Entre Neylson e Takedo depressa se estabeleceu uma amizade baseada no reconhecimento mútuo de conhecer mais do mundo que aquilo que se apresentava perante eles no seu quotidiano rotinado. Neylson lhe ensinou tudo que sabia sobre as culturas ocidentais e a sua história. Takedo acabou por se formar com distinção, o que lhe possibilitou uma fácil primazia ao concorrer para uma vaga de secretariado na Embaixada do Japão em Lisboa.
E foi com orgulho mútuo que Neylson e Takedo se despediram no aeroporto, com a anuência do mestre aos pedidos insistentes do seu pupilo, para que o fosse visitar em Lisboa. Seria uma recompensa simbólica pelo desvelo com que o seu mestre se palicara na sua formação. Esta colocação tão dignificante era uma vitória de ambos.
Instalado já em Lisboa e inteirado das suas funções de redactor da correspondência mantida entre a Embaixada Japonesa e o Ministério dos Negócios Estrangeiros de Portugal, Takedo assumiu ritualística e respeitosamente o seu ilustre cargo. Ele se esmerava na revisão de todas as missivas, nenhum erro seria permitido; enfim a habitual minúcia nipónica e a sua índole perfeccionista.
Dias depois da sua estreia houve uma recepção informal na Embaixada, para a qual haviam sido convidados tanto Takedo como o seu homólogo no MNE de Portugal. Enfim os dois colegas de função iam se conhecer pessoalmente.
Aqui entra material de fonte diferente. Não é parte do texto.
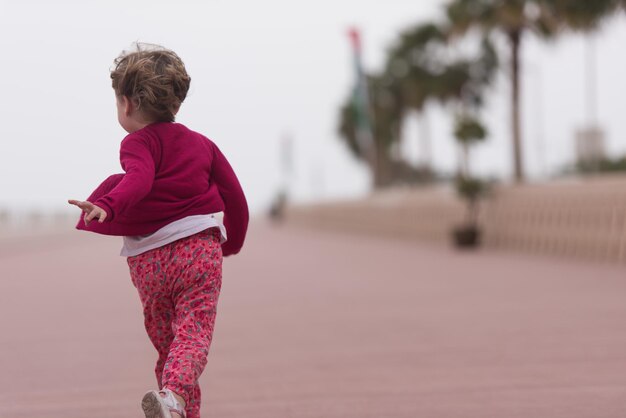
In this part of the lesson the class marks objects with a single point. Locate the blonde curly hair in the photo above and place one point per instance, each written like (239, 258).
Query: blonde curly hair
(154, 78)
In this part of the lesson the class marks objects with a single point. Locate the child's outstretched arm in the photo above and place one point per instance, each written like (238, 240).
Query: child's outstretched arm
(90, 211)
(138, 163)
(236, 214)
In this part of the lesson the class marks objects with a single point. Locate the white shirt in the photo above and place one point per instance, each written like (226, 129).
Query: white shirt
(186, 227)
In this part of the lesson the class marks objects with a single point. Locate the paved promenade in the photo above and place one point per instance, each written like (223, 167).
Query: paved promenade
(314, 324)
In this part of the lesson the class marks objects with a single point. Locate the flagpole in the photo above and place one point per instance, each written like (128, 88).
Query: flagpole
(361, 103)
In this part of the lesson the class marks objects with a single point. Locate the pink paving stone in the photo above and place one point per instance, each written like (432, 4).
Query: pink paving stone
(316, 324)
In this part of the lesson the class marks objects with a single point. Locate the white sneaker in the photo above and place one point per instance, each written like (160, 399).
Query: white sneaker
(161, 404)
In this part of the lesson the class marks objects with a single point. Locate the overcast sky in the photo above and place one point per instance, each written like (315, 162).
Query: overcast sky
(260, 71)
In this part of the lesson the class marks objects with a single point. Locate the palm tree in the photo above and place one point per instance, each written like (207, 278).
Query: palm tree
(421, 69)
(513, 19)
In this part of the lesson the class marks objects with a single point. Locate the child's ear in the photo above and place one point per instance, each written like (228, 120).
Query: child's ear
(128, 106)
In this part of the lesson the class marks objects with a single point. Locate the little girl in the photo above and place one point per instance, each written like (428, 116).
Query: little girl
(164, 206)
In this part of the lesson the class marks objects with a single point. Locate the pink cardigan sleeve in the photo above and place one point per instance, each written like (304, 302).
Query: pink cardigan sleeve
(138, 163)
(236, 214)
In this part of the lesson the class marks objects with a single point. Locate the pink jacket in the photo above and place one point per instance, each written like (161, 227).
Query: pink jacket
(170, 172)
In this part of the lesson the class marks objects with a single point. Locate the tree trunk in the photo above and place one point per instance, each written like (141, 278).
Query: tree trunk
(515, 38)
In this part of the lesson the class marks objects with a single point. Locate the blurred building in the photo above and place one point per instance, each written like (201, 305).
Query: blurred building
(590, 148)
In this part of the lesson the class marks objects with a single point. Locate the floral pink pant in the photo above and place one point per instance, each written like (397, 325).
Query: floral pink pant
(179, 285)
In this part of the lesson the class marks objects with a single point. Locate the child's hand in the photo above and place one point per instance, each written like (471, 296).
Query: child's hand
(91, 211)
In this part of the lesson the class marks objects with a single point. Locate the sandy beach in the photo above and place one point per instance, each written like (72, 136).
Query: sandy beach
(317, 324)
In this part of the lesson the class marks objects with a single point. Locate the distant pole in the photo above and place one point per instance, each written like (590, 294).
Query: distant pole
(592, 93)
(361, 103)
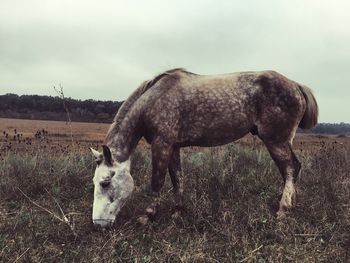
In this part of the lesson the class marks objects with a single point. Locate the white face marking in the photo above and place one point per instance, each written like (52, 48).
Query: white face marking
(113, 185)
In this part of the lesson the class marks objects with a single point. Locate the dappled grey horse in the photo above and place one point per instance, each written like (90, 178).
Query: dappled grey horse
(178, 109)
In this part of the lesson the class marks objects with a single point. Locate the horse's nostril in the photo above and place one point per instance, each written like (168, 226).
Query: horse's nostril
(105, 184)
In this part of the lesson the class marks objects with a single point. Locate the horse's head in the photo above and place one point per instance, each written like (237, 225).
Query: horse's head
(113, 185)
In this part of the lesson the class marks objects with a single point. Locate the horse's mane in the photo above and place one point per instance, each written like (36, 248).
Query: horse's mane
(130, 101)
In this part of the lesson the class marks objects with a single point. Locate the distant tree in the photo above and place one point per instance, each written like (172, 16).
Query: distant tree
(48, 107)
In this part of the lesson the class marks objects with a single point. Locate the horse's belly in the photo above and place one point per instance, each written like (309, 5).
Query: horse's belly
(214, 135)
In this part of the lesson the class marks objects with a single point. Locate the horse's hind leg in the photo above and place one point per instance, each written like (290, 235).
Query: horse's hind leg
(289, 167)
(176, 178)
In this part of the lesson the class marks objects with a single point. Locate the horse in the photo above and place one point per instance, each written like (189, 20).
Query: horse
(178, 109)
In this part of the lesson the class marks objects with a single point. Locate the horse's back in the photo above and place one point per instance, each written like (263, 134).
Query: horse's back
(211, 110)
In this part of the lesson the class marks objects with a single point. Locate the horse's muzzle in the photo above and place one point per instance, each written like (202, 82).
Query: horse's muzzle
(103, 222)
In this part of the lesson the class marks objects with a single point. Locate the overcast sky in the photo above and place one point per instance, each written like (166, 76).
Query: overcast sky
(105, 49)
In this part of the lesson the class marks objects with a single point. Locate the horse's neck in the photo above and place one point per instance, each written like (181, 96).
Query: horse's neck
(123, 142)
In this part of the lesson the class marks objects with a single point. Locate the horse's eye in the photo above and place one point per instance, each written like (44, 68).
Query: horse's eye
(105, 184)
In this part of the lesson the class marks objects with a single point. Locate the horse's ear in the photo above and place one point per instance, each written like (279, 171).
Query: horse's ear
(98, 155)
(107, 154)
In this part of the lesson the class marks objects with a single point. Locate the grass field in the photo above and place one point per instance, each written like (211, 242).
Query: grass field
(231, 196)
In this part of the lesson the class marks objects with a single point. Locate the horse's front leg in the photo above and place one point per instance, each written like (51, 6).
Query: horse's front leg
(161, 154)
(175, 172)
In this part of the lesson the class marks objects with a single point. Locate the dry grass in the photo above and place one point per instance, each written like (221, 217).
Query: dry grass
(231, 196)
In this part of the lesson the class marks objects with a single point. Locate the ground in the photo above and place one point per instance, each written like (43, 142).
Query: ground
(231, 196)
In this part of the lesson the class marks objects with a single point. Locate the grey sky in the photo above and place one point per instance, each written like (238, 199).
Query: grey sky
(105, 49)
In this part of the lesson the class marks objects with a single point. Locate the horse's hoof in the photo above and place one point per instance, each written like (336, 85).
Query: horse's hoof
(280, 215)
(143, 220)
(176, 215)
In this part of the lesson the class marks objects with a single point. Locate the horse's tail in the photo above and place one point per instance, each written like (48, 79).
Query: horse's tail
(309, 119)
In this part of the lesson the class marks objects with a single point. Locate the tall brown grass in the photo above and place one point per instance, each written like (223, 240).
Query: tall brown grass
(231, 196)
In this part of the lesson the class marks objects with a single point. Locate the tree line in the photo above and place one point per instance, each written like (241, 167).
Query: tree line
(51, 108)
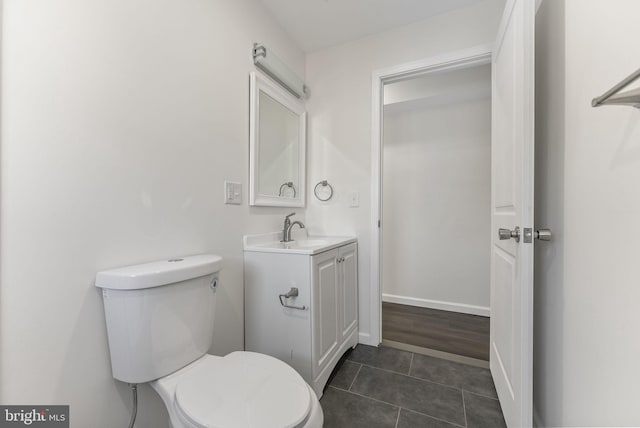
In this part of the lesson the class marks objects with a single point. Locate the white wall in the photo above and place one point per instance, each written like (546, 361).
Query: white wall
(339, 128)
(436, 196)
(120, 122)
(588, 167)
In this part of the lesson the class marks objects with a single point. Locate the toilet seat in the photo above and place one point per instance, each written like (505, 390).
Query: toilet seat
(243, 390)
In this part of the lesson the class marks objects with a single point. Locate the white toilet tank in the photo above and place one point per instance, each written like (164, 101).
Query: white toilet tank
(159, 315)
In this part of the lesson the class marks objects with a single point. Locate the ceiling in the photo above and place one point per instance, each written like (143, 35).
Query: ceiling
(317, 24)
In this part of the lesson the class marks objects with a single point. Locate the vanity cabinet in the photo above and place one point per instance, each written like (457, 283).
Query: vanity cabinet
(317, 326)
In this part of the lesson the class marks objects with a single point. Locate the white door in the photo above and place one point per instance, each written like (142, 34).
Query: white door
(512, 209)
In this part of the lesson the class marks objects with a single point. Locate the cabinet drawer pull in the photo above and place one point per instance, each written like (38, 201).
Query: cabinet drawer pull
(292, 293)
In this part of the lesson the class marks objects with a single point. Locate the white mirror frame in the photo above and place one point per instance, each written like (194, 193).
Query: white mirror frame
(260, 83)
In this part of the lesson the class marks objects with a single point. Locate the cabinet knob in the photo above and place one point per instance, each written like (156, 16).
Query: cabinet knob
(292, 293)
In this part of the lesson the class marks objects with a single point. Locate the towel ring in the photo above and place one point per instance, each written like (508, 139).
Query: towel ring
(323, 183)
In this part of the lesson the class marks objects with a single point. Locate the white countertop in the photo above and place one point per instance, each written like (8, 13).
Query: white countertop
(301, 243)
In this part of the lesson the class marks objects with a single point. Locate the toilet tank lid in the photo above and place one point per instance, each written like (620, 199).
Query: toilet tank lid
(159, 273)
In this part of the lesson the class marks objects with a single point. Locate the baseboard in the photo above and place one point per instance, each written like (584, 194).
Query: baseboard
(437, 304)
(365, 339)
(537, 420)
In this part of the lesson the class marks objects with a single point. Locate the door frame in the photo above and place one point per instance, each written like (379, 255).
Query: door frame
(478, 55)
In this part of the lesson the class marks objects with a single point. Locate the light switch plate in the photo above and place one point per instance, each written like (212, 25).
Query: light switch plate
(354, 199)
(232, 193)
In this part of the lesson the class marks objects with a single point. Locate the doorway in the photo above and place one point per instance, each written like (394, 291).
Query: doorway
(436, 182)
(432, 199)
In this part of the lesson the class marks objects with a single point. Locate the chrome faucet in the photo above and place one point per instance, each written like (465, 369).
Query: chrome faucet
(288, 225)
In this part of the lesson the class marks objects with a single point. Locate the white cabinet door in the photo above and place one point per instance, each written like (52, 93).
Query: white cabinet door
(348, 269)
(325, 308)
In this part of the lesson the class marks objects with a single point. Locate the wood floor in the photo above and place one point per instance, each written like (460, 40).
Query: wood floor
(451, 332)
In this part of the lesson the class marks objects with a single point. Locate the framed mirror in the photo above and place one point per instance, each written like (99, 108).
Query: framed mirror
(277, 135)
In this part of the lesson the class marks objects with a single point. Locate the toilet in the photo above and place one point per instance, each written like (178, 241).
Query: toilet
(159, 320)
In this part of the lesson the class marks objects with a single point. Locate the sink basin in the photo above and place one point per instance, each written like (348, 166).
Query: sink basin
(301, 243)
(307, 243)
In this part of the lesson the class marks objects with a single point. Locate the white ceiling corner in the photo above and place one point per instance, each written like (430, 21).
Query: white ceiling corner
(317, 24)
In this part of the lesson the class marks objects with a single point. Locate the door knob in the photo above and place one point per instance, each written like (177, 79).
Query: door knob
(543, 234)
(508, 234)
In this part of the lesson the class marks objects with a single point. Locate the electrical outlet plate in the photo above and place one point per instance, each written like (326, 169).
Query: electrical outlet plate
(354, 199)
(232, 193)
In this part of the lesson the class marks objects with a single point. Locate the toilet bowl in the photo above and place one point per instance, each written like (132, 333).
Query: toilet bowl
(160, 327)
(242, 389)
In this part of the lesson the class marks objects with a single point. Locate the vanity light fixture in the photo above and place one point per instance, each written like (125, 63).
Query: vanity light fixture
(278, 70)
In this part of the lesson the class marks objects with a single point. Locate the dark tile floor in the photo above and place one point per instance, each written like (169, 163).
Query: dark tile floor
(385, 387)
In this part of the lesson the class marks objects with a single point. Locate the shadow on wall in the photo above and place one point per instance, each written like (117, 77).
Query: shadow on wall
(549, 299)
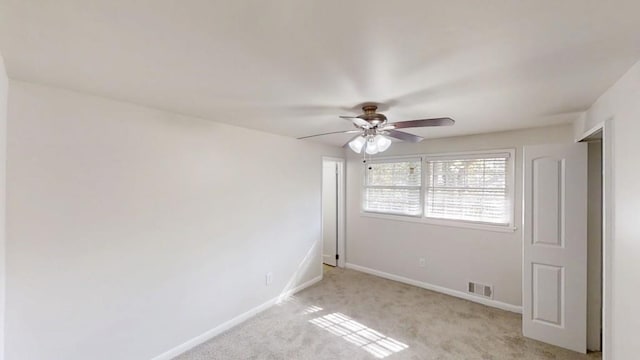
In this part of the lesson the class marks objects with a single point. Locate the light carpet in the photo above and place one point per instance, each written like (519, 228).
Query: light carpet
(352, 315)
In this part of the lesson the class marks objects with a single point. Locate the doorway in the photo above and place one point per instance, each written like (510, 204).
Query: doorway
(333, 211)
(594, 241)
(600, 141)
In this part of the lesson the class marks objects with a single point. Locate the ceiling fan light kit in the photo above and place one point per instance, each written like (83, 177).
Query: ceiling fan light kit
(372, 144)
(375, 131)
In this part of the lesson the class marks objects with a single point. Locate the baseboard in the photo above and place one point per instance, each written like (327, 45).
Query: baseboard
(210, 334)
(440, 289)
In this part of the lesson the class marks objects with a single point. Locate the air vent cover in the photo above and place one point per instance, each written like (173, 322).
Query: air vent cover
(480, 289)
Isso deixava Takedo entusiasmado pois ansiava por fazer amizades locais e, assim poder se integrar melhor na sua nova cidade anfitriã.
Para sua alegria o seu homólogo era um jovem português também recentemente formado, Jorge era o seu nome. Desde logo o diálogo foi fácil e amistoso. Mas tão amistoso como aterrador... Com discrição Jorge conduziu Takedo até um canto isolado do burburinho de conversas e risadas discretas e, numa voz mais sussurrada que audível o português disse: «Meu caro, gostaria de alertá-lo para o facto de que todas as missívas por si revistas estão cheias de erros ortográficos. Pelo que percebi você está a usar a ortografia brasileira e ela não é reconhecida aqui em Portugal.»
Takedo ficou lívido de vergonha, por si e pelo seu mestre.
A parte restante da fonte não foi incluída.